Stupid, she’d never meant to be so direct. None of this had gone as she’d planned. She was losing her tenuous hold on him.
“Everything that backs up the Trade Delegation analysis helps, Edouard,” she said.
“Now I see,” Edouard said. “That’s why you called. You want arguments to outweigh the risk factors of continued political stalement, lack of political commitment to reform, and weak institutional capacity.”
“That’s textbook talk, Edouard.”
“Actually, it’s from the conclusions of the last International Monetary Fund report on Haiti,” Edouard said. “The elite evade taxes and skim off aid money as usual. But those funds are drying up, eh? If you haven’t gotten Benoît’s report, there’s a reason. So you’re desperate.”
“It’s not true, Edouard.”
“Don’t tell me, Tante Léonie. I know you still funnel funds from Lichtenstein front companies through the Swiss bank accounts. But Benoît’s embarrassing you, non?”

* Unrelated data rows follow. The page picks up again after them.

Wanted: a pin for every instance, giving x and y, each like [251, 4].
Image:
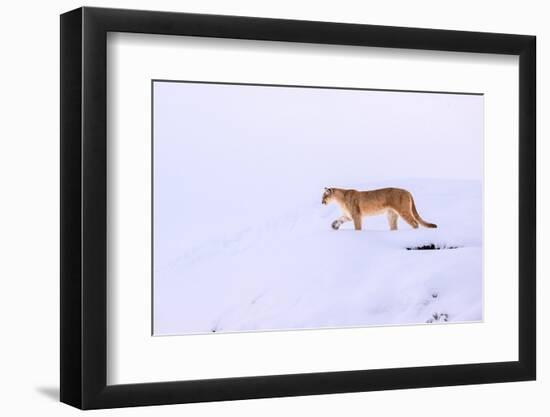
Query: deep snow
[292, 271]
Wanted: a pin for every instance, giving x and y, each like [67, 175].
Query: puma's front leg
[339, 222]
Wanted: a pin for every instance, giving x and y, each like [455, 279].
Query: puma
[394, 202]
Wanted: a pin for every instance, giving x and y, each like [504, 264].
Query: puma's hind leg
[409, 218]
[392, 219]
[357, 221]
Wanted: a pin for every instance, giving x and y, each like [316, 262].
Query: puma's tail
[420, 219]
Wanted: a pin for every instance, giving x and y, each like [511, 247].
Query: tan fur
[394, 202]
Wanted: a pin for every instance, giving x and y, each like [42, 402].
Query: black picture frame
[84, 207]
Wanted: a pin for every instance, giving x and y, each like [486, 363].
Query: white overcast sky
[216, 145]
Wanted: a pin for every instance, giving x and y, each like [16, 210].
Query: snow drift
[292, 271]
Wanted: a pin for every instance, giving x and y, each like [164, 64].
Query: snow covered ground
[292, 271]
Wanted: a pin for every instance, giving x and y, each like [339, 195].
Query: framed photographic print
[259, 207]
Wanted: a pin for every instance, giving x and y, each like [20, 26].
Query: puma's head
[327, 196]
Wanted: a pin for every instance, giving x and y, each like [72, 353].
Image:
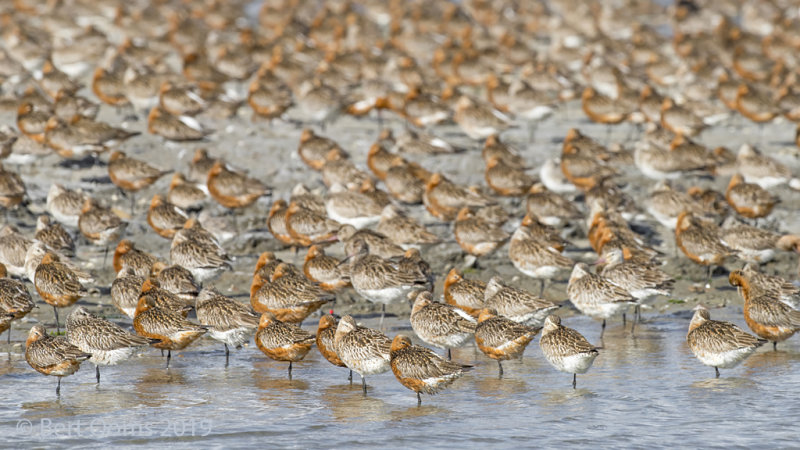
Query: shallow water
[646, 390]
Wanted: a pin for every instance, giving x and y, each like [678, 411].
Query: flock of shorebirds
[486, 66]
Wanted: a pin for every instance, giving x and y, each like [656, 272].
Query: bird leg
[227, 354]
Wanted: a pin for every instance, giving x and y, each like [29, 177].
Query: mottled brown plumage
[131, 174]
[107, 342]
[233, 189]
[719, 344]
[228, 321]
[749, 200]
[404, 230]
[475, 235]
[127, 255]
[52, 355]
[462, 293]
[289, 296]
[57, 284]
[325, 270]
[171, 329]
[54, 236]
[439, 324]
[164, 217]
[15, 301]
[420, 369]
[566, 349]
[282, 341]
[363, 350]
[500, 338]
[326, 332]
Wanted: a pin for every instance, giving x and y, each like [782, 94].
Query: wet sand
[253, 402]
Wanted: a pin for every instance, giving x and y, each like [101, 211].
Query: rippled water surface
[642, 391]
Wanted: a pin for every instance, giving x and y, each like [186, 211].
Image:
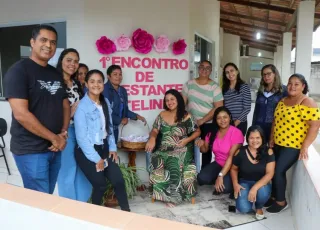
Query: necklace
[250, 154]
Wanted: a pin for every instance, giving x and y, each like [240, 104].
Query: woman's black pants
[286, 157]
[98, 180]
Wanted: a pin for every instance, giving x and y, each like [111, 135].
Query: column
[231, 51]
[305, 21]
[279, 59]
[286, 57]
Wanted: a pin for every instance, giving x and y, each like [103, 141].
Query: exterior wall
[231, 49]
[246, 73]
[305, 192]
[205, 20]
[88, 20]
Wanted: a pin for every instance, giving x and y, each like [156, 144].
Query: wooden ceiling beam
[263, 43]
[265, 34]
[252, 18]
[259, 46]
[265, 6]
[251, 26]
[247, 36]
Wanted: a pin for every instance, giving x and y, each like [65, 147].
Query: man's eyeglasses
[205, 68]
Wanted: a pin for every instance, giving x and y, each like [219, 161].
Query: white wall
[305, 192]
[231, 49]
[265, 59]
[205, 20]
[88, 20]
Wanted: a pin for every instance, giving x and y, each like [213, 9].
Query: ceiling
[270, 17]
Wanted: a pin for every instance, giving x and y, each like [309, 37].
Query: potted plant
[132, 181]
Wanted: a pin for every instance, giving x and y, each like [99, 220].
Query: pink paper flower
[179, 47]
[142, 41]
[123, 43]
[105, 45]
[162, 44]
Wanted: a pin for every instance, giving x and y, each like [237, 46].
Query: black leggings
[98, 179]
[209, 174]
[205, 129]
[285, 158]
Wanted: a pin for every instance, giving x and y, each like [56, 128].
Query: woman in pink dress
[224, 140]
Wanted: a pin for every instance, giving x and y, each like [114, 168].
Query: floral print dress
[173, 172]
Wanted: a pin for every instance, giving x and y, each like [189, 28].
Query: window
[15, 45]
[203, 49]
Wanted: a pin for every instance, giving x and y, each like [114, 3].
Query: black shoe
[269, 203]
[276, 208]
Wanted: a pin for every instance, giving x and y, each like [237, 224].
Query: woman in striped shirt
[237, 96]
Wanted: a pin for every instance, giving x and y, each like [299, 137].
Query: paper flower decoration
[122, 43]
[142, 41]
[179, 47]
[105, 45]
[162, 44]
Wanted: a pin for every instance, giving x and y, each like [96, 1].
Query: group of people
[65, 129]
[209, 121]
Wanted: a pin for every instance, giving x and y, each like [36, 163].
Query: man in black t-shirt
[40, 113]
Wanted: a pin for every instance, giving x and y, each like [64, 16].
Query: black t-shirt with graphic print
[44, 89]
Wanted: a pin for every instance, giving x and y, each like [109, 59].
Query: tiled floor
[209, 210]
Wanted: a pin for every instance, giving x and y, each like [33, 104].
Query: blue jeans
[39, 171]
[116, 135]
[244, 205]
[72, 183]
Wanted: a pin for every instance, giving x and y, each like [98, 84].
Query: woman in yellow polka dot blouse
[295, 127]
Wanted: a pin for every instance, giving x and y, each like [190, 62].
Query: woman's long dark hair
[181, 108]
[215, 127]
[277, 84]
[73, 76]
[226, 81]
[102, 99]
[263, 149]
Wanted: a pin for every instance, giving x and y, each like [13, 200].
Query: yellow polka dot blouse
[290, 124]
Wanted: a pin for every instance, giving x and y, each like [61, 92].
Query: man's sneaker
[276, 208]
[259, 216]
[269, 203]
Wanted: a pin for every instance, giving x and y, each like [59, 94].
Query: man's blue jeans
[39, 171]
[244, 205]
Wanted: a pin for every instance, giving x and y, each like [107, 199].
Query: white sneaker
[259, 216]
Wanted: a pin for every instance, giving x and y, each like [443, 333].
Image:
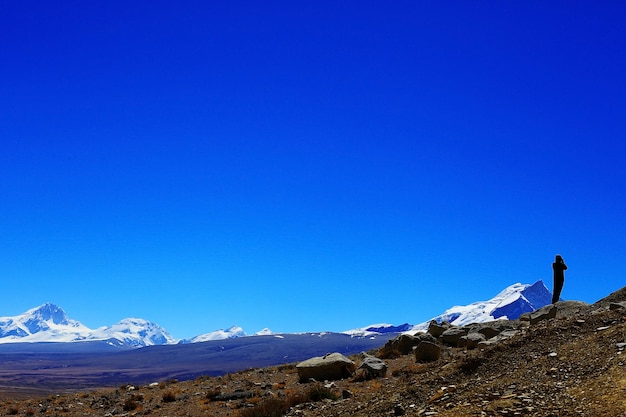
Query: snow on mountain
[510, 303]
[221, 334]
[45, 323]
[376, 329]
[264, 332]
[49, 323]
[135, 332]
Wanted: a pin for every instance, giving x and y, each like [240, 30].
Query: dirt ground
[571, 366]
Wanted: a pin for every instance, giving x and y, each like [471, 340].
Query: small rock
[427, 352]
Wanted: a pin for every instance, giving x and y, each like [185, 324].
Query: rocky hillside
[568, 362]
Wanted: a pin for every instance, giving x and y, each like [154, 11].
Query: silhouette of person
[558, 266]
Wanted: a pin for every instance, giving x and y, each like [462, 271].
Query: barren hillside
[573, 365]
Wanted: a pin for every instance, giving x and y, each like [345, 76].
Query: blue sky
[307, 166]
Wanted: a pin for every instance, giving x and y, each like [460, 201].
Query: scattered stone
[452, 336]
[436, 330]
[399, 410]
[373, 366]
[326, 368]
[405, 343]
[473, 339]
[427, 352]
[237, 395]
[545, 313]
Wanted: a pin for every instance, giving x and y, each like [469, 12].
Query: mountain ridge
[49, 322]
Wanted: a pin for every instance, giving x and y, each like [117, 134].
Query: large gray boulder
[437, 329]
[325, 368]
[473, 339]
[427, 352]
[373, 367]
[545, 313]
[404, 343]
[452, 336]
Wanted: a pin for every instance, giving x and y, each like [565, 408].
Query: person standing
[558, 266]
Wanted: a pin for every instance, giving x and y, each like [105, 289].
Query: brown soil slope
[567, 366]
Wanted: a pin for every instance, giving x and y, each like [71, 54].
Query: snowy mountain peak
[510, 303]
[47, 312]
[230, 333]
[136, 332]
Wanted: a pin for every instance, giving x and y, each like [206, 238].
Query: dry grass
[586, 378]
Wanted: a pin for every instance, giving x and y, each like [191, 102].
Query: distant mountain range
[49, 323]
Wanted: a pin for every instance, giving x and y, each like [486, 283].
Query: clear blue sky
[307, 165]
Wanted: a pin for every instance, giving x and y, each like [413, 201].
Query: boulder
[473, 339]
[405, 343]
[373, 367]
[452, 336]
[437, 329]
[507, 334]
[325, 368]
[545, 313]
[427, 352]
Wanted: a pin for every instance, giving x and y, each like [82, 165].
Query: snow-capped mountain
[49, 323]
[230, 333]
[510, 303]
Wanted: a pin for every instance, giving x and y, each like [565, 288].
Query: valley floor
[572, 366]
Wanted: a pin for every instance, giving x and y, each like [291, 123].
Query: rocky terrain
[568, 362]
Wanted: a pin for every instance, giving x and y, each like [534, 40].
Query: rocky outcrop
[325, 368]
[405, 343]
[545, 313]
[372, 367]
[452, 336]
[427, 352]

Stricken, she shook her head, but she looked away.
“So I’m right,” he said, a sad note in his voice. “I hoped I was wrong.”
Two men appeared behind him. They were dark-skinned and wore black clothing and tennis shoes.
“Who—” she began.
“Never mind,” he interrupted.
And then she remembered she hadn’t heard the front door click shut when he came in. Her lips quivered in fear. He’d planned this all along.
Edouard opened the drawers of her desk, rooting through the papers and dossiers. Fear coursed down her spine. Nothing was going as it should. Instead of listening to her, he’d taken control. But he wouldn’t find the bank accounts.
He paused and stared around her office. “It’s all a song-and-dance, Léonie. You want Benoît’s file, and for all I know you woul
d go so far as to steal it. But you’d counted on using me to get it.”
“Non, Edouard. Why can’t you understand that what’s in this file puts everything at risk?”
“Lies. Like always.”
She held her breath. He steered her toward a framed oil painting, reached up and lifted it off the wall. Edouard pointed to the circular steel safe that had been hidden behind the picture.
“Open it,” Edouard said.
“Only the chargé d’affaires knows the combination,” she said.
She prayed to Ogoun, clutching the knotted straw.
One of the men pulled out a drill from a duffel bag and headed to the safe.
“Stop him, Edouard.”
“No wonder my uncle left you,” he said.
Little did he know that his uncle had left only after he’d infected her with the “weakness.” Edouard remained the ungrateful, spoiled child who’d run off to join the rebels, put-ting his family at the mercy of the Duvaliers. The lies she’d had to tell, the corruption she’d been forced to cover up, to survive. Edouard hadn’t changed.
He stood close to her now. So close, she could smell his faint citrus scent. Then his hands rested on her trembling shoulders. He lifted her chin, staring into her eyes. “Still shielding a black houngan, an evil dictator, even when he’s in exile.” He shook his head. “You’re living on blood money.”
As if she’d had a choice. But it wasn’t like that now. It was worse.
“In Port-au-Prince, you closed your eyes with rest of the elite,” he said. “You’re all the same, barricading yourselves in your villas to avoid the sight of blood running in the gutters from the maimed limbs hacked off by machetes. You tried to blind me too, but I can see reality.”
“Edouard, pursuing the Duvalier bank investigation will stall the loans the Haitian people need so desperately.”
“Is that really what scares you, Léonie?”
He’d ruin their chance of obtaining a World Bank loan. Rather than procuring Benoît’s file, she’d aroused Edouard’s suspicions.